Nic nie zapewnia tak dobrej promocji, jak odpowiednio wyważony skandal.
Otwarcie Muzeum Dom Rodzinny Jana Pawła II w Wadowicach zaplanowano na 9 kwietnia. Tymczasem wczoraj jego dyrektor, a jednocześnie proboszcz bazyliki Mariackiej ks. Dariusz Raś stał się bohaterem tekstu "Polski ksiądz, pistolet i samolot", zamieszczonego na redakcyjnym blogu "Catholic News Service".
“W epoce tak podwyższonych standardów bezpieczeństwa na lotniskach wydaje się niemożliwe, by zwykły pasażer wszedł na pokład samolotu z pistoletem" – czytamy we wpisie Carola Glatza. Tej pewności zaprzeczył "młody ksiądz o blond włosach", niosący nietypową czarną walizkę, która "mogła być futerałem na broń".

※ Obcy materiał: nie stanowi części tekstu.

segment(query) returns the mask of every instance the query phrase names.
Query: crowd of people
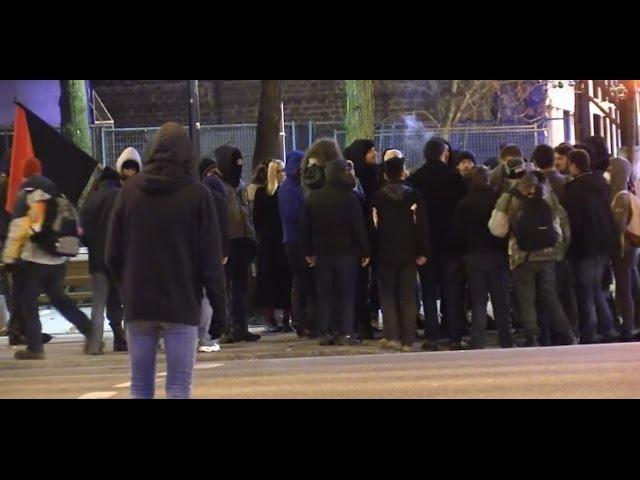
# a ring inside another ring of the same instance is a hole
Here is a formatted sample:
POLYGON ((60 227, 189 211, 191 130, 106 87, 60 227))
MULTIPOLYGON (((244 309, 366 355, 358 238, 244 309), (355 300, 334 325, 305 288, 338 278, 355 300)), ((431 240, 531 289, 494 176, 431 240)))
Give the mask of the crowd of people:
POLYGON ((188 135, 166 124, 144 159, 127 148, 102 171, 78 214, 91 319, 64 292, 65 256, 35 241, 60 193, 26 172, 2 232, 8 333, 26 344, 15 357, 44 358, 42 291, 90 355, 104 353, 106 310, 136 398, 154 395, 161 337, 167 394, 188 397, 197 351, 260 340, 250 310, 266 334, 321 346, 380 336, 390 351, 413 351, 417 338, 426 351, 443 339, 482 349, 490 328, 502 348, 638 339, 640 200, 631 163, 603 138, 538 145, 528 159, 503 145, 480 164, 433 137, 423 154, 409 172, 397 148, 320 139, 262 162, 246 185, 238 148, 197 165, 188 135))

Rzeczywiście – ks. Dariusz Raś miał przy sobie pistolet. Ten sam, z którego Ali Agca strzelał 13 maja 1981 roku do papieża Jana Pawła II. Broń, do tej pory przechowywana w Rzymie, na trzy lata ma trafić do nowego muzeum w Wadowicach.
Jak wyjaśniał podczas spotkania z dziennikarzami w watykańskim biurze prasowym, dyrektor muzeum w eskorcie agentów specjalnych dotarł do samolotu. Tam przekazał eksponat pilotowi, który miał nad nim czuwać w czasie lotu. Uzyskanie odpowiednich pozwoleń, umożliwiających odbiór i transport pistoletu między państwami, trwało rok.